I have started a little CAN bus program on the Arduino/Macchina to talk to a TCCH charger. It’s a lot of fun. Made a CHARGER class that inherits from the MCP2515 class and I just love C++. It is so much more fun than arguing with a Marine for 18 e-mails about every aspect of every battery pack he MIGHT want to build, when he’s sure that everyone is telling him different, and almost entirely nonsense. All to have him actually DELIGHT in telling me he’s found them somewhere else for less. And as you know, money is terribly important!

This week, weather permitting, we will roll that Speedster Nippon. And I’m pretty sure it will roll well. Not so sure the instruments will all work. But it will roll. And I never quite get over THAT as well.

If you haven’t built an electric car and driven it away, I just actually can’t picture WHY??? It is one of the most rewarding things I’ve ever done, and I just keep on doing it. It is no longer whether it will work of course. It is how nicely balanced can I make it FEEL. And each one gets a little better. If you have yet to do this. I don’t know what else I can say to persuade you to start a build.

Finally, we did make a little progress with our test bench. By now it is apparent.
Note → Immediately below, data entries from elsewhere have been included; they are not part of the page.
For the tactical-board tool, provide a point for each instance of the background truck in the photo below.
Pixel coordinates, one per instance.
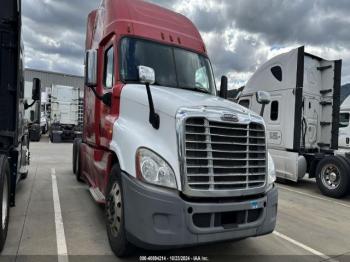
(157, 138)
(14, 140)
(33, 115)
(344, 127)
(64, 113)
(303, 118)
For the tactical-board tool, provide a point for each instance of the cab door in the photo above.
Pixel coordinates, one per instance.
(344, 130)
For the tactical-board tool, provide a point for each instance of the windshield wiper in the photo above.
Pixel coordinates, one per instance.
(197, 89)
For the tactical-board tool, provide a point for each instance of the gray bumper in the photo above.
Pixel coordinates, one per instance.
(157, 218)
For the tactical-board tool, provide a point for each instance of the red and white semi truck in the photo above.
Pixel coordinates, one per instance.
(174, 163)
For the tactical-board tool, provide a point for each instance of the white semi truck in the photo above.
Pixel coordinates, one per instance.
(302, 119)
(344, 127)
(64, 122)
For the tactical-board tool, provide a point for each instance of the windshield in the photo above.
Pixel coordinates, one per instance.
(174, 67)
(344, 120)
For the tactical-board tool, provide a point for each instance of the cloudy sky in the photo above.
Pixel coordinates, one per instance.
(239, 34)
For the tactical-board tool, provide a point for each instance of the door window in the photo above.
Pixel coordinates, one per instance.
(344, 120)
(245, 103)
(109, 68)
(274, 111)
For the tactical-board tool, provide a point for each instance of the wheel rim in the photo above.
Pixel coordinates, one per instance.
(114, 209)
(330, 176)
(4, 202)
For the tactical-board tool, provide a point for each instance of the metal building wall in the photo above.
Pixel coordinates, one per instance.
(51, 78)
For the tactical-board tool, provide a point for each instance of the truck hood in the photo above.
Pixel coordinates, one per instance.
(169, 100)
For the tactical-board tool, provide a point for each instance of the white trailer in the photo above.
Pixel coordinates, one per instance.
(33, 115)
(302, 119)
(64, 113)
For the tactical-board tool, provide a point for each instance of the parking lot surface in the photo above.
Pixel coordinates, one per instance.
(56, 219)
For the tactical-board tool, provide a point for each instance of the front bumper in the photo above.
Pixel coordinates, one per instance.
(157, 218)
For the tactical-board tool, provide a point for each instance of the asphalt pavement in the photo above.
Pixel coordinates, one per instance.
(56, 219)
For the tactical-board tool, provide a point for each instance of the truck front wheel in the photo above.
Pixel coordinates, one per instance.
(115, 215)
(4, 198)
(332, 177)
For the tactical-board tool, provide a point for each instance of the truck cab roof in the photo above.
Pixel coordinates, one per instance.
(144, 20)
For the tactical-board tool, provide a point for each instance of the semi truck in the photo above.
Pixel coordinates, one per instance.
(14, 136)
(33, 116)
(173, 163)
(64, 113)
(344, 128)
(303, 118)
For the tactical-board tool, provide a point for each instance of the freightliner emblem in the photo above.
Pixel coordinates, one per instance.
(230, 117)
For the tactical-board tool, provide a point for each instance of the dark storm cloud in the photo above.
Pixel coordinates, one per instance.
(240, 34)
(54, 33)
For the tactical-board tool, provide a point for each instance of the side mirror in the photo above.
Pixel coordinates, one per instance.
(36, 92)
(263, 98)
(223, 87)
(32, 115)
(147, 75)
(91, 68)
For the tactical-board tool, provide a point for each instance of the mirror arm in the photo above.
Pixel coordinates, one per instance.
(153, 116)
(262, 110)
(96, 94)
(26, 106)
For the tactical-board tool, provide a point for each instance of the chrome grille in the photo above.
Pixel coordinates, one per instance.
(224, 156)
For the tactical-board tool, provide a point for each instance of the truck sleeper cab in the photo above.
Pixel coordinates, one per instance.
(303, 118)
(344, 127)
(174, 164)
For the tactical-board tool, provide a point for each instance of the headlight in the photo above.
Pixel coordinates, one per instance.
(153, 169)
(271, 171)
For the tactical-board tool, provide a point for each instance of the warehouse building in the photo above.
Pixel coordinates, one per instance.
(52, 78)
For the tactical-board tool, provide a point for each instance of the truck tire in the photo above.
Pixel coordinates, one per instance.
(331, 176)
(4, 198)
(115, 221)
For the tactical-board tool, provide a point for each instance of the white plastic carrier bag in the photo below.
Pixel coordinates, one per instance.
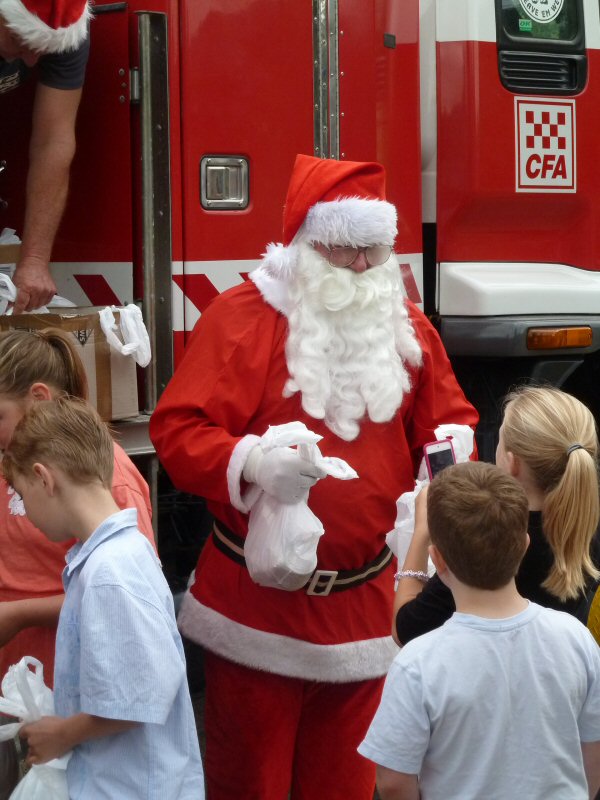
(134, 341)
(281, 545)
(26, 697)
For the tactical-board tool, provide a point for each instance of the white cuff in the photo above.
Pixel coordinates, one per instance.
(234, 474)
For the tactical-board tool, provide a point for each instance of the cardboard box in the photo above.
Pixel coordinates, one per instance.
(112, 377)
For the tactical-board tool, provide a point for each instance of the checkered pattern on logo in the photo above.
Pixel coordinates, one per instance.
(545, 145)
(546, 130)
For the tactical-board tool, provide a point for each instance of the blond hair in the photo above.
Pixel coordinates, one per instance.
(477, 517)
(541, 426)
(67, 433)
(47, 356)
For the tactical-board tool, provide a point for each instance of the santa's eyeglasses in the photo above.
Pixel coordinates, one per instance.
(376, 255)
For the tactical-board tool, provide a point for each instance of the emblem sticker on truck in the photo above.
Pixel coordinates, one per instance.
(545, 145)
(542, 10)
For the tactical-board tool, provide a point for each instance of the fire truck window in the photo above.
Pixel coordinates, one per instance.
(551, 20)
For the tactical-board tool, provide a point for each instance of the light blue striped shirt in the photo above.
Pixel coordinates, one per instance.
(119, 655)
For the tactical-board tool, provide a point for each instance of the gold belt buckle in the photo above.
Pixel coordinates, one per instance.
(318, 574)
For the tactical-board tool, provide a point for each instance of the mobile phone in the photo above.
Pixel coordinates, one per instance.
(438, 455)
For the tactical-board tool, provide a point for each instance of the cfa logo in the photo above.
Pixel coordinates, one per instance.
(545, 145)
(546, 166)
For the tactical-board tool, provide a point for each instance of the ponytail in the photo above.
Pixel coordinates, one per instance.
(541, 427)
(47, 356)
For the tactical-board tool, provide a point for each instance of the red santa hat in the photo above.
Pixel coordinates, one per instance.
(338, 202)
(47, 26)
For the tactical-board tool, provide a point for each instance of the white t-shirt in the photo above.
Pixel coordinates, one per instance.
(493, 709)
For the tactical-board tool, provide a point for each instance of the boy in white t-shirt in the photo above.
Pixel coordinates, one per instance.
(503, 701)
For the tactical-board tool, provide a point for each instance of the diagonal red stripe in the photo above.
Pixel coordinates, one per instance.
(97, 289)
(410, 284)
(197, 288)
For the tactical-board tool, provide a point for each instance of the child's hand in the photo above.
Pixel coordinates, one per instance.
(421, 531)
(46, 739)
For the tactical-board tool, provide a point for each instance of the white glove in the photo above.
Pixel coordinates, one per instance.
(282, 473)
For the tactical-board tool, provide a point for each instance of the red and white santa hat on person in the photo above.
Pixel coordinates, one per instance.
(334, 203)
(338, 202)
(47, 26)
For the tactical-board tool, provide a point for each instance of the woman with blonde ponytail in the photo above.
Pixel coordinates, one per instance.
(548, 442)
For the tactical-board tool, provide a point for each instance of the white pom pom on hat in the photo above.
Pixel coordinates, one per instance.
(47, 26)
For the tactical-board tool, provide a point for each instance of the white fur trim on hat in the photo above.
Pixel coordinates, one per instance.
(351, 221)
(37, 35)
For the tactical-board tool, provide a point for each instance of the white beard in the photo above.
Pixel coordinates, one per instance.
(348, 336)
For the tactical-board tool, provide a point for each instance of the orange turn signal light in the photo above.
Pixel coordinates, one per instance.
(556, 338)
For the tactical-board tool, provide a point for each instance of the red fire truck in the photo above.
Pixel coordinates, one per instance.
(484, 113)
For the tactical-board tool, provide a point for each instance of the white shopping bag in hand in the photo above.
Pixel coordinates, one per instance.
(281, 545)
(26, 696)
I intend finally to build an electric car, ENTIRELY WITHOUT THE CAR. A fixed, immobile, automobile. Yes, we have evolved this entirely past transportation and cars. We are now going to build them SOLELY from drive components on a bench. So I can play and just drive all I want without ever leaving the shop at all. But these yokes and splined shafts and things are just MYSTICAL to me. Why do none of them fit together already? How come everyone uses something different?
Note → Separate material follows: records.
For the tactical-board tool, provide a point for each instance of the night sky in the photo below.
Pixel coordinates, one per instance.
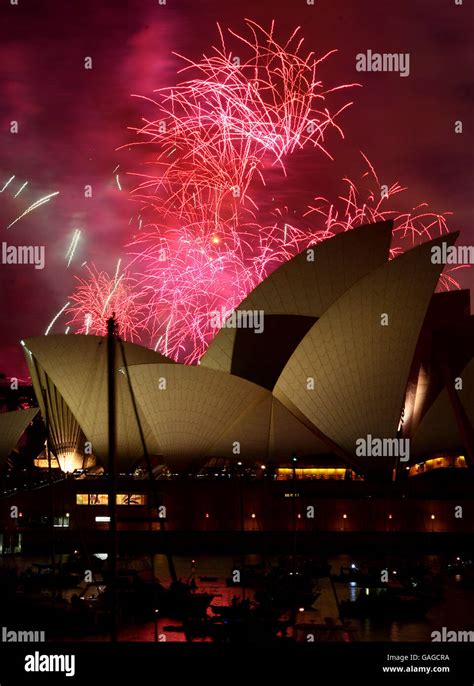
(72, 120)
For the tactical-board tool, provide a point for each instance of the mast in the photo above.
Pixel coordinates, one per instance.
(112, 426)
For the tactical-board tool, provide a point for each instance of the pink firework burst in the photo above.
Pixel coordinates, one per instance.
(99, 296)
(202, 244)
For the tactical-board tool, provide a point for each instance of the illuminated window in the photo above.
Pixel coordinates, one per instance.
(103, 499)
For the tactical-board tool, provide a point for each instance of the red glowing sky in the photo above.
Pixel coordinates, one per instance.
(73, 120)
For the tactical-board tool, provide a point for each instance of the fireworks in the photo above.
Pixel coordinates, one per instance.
(72, 247)
(202, 242)
(99, 296)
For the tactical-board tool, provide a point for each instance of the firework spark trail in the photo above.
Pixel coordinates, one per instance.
(7, 183)
(98, 296)
(369, 205)
(217, 136)
(32, 207)
(72, 247)
(55, 318)
(20, 189)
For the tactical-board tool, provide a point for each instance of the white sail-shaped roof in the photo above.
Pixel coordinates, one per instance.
(12, 425)
(358, 354)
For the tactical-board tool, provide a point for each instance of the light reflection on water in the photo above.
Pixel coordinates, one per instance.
(455, 611)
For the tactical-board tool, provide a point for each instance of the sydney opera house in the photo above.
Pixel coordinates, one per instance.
(354, 397)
Finally, we view Anne Kloopenburg’s New Electric Glastron. He is certainly having a hoot with electric boats. He is apparently more patient with the online sales thing than I as he wants to start an EVTV EU site to sell parts more easily and directly to our friends across the pond. We actually do sell a surprising amount in Europe from here, surprising because the shipping is just a horror. But Anne has some of that worked out to a much less costly operation through some sort of logistics outfit and can move stuff around at a fraction. So we hope this goes well.